Mental Health Apps: 2017 study
Mental health apps increase users’ motivation, confidence and control
Recent research by Brigham Young University (BYU), USA, found that 90% of users of mental health apps and emotional health apps reported the following; “increased motivation, desire to set goals, confidence, control, and intentions to be mentally and emotionally healthy”.
Firstly, the 2017 study was led by BYU health science professor, Ben Crookston. It was set out to examine the extent to which using mental and emotional health apps could be associated with positive changes in behaviour. The researchers wanted to test whether the theory of behaviour change was matched by any changes in actual behaviour. As reported by the app users, this included knowledge, attitudes, beliefs, perceptions, self-efficacy, and intentions to behave.
They surveyed 150 users over six months, and the overall findings “show that mental and emotional health focused apps have the ability to positively change behaviour ”. Prof Crookston commented on publication of the report on 17 October 2017. “This is great news for people looking for inexpensive, easily accessible resources to help combat mental and emotional health illness and challenges.”
- Motivation: mental or emotional self-help apps increased their motivation to be mentally and emotionally healthy. (44% of the respondents agreed and 45.3% strongly agreed)
- Confidence: the app increased their confidence. This is so they can be mentally and emotionally healthy. (48.7% agreed and 40.7% strongly agreed)
- Control: mental and emotional self-help apps were perceived to increase the control over mental and emotional health (44.7% agreed and 38.7% strongly agreed). Intentions to be mentally and emotionally healthy (38.0% agreed and 50.7% strongly agreed). Following on, attitudes about the importance of being mentally and emotionally healthy (46% agreed and 42% strongly agreed).
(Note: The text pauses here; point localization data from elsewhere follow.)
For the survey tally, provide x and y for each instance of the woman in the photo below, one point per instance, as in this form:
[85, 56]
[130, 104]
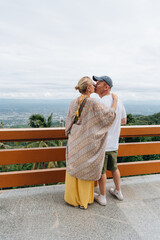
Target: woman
[87, 124]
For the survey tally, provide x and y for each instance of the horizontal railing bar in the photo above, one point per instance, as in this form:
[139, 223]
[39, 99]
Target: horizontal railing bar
[137, 168]
[33, 155]
[32, 177]
[140, 131]
[38, 134]
[31, 134]
[55, 175]
[140, 148]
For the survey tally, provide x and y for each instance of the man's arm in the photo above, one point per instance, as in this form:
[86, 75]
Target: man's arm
[123, 121]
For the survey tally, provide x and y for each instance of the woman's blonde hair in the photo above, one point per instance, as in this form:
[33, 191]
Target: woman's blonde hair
[83, 84]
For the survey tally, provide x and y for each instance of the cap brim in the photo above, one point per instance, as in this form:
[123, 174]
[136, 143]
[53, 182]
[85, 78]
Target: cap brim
[97, 78]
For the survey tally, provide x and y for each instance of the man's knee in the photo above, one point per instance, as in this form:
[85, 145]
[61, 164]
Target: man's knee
[103, 177]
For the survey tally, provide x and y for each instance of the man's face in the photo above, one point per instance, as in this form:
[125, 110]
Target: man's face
[100, 87]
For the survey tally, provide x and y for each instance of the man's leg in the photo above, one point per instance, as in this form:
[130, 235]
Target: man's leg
[116, 179]
[102, 184]
[101, 198]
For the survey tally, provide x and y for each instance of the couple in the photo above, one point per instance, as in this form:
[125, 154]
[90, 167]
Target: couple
[93, 130]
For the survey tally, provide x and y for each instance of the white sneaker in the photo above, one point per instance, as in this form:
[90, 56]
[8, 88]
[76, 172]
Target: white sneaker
[117, 194]
[100, 199]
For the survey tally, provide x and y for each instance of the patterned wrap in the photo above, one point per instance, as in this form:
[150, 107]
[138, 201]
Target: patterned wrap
[87, 139]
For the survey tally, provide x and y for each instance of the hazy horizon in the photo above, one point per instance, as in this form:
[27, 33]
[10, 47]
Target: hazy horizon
[47, 46]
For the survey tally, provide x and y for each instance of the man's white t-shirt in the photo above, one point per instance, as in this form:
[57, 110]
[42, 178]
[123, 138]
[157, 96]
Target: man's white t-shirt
[114, 131]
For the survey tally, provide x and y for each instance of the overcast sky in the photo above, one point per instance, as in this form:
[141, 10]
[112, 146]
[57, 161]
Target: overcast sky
[46, 46]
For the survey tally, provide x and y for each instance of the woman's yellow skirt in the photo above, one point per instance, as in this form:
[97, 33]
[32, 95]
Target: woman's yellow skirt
[78, 192]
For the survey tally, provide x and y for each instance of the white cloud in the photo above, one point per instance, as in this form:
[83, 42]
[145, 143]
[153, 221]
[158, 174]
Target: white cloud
[47, 46]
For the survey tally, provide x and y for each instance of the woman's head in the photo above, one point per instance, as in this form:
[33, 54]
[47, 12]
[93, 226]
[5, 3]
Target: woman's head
[85, 85]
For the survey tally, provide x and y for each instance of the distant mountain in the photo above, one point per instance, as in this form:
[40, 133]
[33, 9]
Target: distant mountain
[60, 106]
[142, 107]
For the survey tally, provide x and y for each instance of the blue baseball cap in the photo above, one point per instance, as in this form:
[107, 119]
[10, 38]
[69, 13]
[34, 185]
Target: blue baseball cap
[106, 79]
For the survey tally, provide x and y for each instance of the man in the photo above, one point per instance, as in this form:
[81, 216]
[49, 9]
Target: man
[103, 89]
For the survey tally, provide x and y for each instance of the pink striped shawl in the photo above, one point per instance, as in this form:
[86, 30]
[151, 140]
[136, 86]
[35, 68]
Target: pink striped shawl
[87, 139]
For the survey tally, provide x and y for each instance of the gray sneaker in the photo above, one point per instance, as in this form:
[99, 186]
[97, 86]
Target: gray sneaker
[100, 200]
[117, 194]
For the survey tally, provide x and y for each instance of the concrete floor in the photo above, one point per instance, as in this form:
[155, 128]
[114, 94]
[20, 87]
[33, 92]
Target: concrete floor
[41, 213]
- Goal-setting: the apps increased their desire to set goals to be mentally and emotionally healthy. (46% agreed and 47.3% strongly agreed). Following on, to achieve mental and emotional health goals (52.7% and 36%).
Other findings revealed participants reporting varying levels of disagreement or neutrality with the following statements:
- Firstly, the app(s) increased my belief that people important to me want me to be mentally and emotionally healthy. (2.0% strongly disagree, 8.0% disagree, and 25.3% neutral)
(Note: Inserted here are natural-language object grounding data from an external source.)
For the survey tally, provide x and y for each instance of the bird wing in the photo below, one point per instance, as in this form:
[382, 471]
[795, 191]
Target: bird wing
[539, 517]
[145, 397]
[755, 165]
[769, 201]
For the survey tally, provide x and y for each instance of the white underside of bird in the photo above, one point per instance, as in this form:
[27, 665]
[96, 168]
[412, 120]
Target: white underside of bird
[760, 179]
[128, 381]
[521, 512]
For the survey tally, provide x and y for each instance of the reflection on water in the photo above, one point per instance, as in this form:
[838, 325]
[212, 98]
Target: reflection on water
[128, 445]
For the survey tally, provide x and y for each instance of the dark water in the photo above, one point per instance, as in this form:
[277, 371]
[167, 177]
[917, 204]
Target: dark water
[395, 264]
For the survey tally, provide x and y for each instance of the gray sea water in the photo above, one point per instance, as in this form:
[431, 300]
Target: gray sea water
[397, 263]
- Secondly, the app(s) increased my perception that many other people are mentally and emotionally healthy. (1.3% strongly disagree, 15.3% disagree, and 26.0% neutral)
- Thirdly, the app(s) increased my knowledge of the diseases/disorders that are caused by poor mental health. (1.3% strongly disagreed, 14.0% disagreed, and 17.3% neutral)
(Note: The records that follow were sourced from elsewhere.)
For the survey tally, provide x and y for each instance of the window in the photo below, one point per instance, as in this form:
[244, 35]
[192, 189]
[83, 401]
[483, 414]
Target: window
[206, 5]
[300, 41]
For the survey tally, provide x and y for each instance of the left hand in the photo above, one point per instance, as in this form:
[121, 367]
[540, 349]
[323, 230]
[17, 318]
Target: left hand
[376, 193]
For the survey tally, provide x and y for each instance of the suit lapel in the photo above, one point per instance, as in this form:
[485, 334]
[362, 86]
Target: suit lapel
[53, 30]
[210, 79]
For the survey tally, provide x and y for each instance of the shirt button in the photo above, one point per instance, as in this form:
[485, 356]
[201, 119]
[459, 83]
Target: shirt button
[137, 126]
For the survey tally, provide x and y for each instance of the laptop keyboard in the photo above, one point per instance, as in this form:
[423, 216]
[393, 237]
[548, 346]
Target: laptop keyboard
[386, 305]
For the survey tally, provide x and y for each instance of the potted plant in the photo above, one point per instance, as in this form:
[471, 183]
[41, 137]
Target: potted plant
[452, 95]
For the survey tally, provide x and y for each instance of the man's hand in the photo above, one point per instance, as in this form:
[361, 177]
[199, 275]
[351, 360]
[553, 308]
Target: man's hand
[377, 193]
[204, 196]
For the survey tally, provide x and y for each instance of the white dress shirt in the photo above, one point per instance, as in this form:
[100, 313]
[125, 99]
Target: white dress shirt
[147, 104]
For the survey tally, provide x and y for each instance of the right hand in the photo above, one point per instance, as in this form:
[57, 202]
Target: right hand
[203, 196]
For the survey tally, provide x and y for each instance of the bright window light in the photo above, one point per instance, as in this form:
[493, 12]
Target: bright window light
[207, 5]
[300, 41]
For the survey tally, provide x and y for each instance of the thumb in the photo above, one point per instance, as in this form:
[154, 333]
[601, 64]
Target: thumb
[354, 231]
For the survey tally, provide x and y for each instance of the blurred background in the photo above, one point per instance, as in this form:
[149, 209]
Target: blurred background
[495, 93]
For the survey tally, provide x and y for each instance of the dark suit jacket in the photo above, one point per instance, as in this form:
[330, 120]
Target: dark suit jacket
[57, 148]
- Following on, the app(s) increased the social support I have received for being mentally/emotionally healthy. (4.0% strongly disagreed, 18.0% disagreed, and 18.0% neutral)
- Lastly, the apps(s) increased the positive feedback I have received for being mentally/emotionally healthy. (3.3% strongly disagreed, 13.3% strongly disagreed, and 14.7% neutral).
Following on, the authors concluded that further research was needed into the actual mechanisms of how self-help apps change behaviour. This would greatly benefit users, developers and health providers of future apps. They commented that “specific apps should be researched to determine the ones that are most effective in reducing mental illness and improving mental and emotional wellness.” Furthermore, they called on designers and app developers to improve social support and feedback to change behaviour. In addition, this was an area that study participants considered to be the least effective. This was in their own user experience.